Rings with this property are called von Neumann Regular. This condition is pretty neat because it is actually expressible in first-order logic. Here are the examples:

1. Fields
2. Semisimple rings (i.e. rings of global dimension zero)
3. Infinite product of fields (these are not semisimple)
4. Endomorphism rings of vector spaces of arbitrary dimension

Krull Dimension

Now we come to the tricky one! Krull dimension. For a commutative ring $R$, the Krull dimension is the supremum over the lengths of all chains of prime ideals in $R$. Actually it is possible to define Krull dimension for some noncommutative rings as well, but I won’t go there since I don’t know much about it.

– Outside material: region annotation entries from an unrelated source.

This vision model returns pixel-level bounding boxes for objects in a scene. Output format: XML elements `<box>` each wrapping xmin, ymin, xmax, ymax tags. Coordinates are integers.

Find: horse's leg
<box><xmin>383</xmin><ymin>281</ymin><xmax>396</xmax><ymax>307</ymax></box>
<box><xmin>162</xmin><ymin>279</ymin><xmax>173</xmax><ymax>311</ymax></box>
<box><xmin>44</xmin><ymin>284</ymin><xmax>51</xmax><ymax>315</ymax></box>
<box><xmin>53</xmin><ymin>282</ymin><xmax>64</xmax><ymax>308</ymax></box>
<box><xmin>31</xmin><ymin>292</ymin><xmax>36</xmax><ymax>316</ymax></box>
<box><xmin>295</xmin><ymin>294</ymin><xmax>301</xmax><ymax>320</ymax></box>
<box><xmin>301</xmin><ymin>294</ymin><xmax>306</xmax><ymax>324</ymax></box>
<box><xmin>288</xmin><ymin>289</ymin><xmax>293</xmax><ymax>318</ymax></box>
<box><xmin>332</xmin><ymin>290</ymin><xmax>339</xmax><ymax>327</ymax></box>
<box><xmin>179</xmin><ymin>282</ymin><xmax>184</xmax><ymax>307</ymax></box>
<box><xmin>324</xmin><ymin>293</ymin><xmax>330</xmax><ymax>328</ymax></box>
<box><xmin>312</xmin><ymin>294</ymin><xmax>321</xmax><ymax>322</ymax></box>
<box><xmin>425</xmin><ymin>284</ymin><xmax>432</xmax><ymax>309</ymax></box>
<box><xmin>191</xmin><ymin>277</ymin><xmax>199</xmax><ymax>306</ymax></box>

Anyways, Krull dimension is the most tricky of the dimensions so far, in the sense that the complexity of the ring grows more quickly with the increase in Krull dimension, compared to the increase in the othe types of dimension. To at least get a sense of why Krull dimension is tricky, it corresponds geometrically to the intuitive notion of dimension for algebraic varieties like curves and hypersurfaces, and these are already quite difficult to get a handle on.

There are a few characterisations of commutative rings of Krull dimension zero.

For a commutative ring $R$, the following are equivalent:

1. $R$ has Krull dimension zero
2. Every element of the Jacobson radical ${\rm Jac}(R)$ of $R$ is nilpotent and $R/{\rm Jac}(R)$ is von Neumann regular
3. For any $a\in R$, the chain of ideals $(a)\supseteq (a^2)\supseteq\cdots$. That is, $R$ satisfies the descending chain condition on principal ideals.
4. (P. Maroscia, 1974) The topological space ${\rm Spec}(R)$ is Hausdorff

The last condition is cool because I’ve heard people say many times that the spectrum is almost never Hausdorff but they never elaborate!! Well, now you know exactly when it is Hausdorff!

Note that $R$ having the descending chain condition on principal ideals is strictly weaker than $R$ having the descending chain condition on all ideals (i.e. being Artinian), since $R$ is Artinian if and only if $R$ is Noetherian and Krull zero-dimensional. And of course, there are examples of rings that have Krull dimension zero and yet are not Noetherian. There are also examples of Noetherian rings that are infinite-dimensional. Go figure!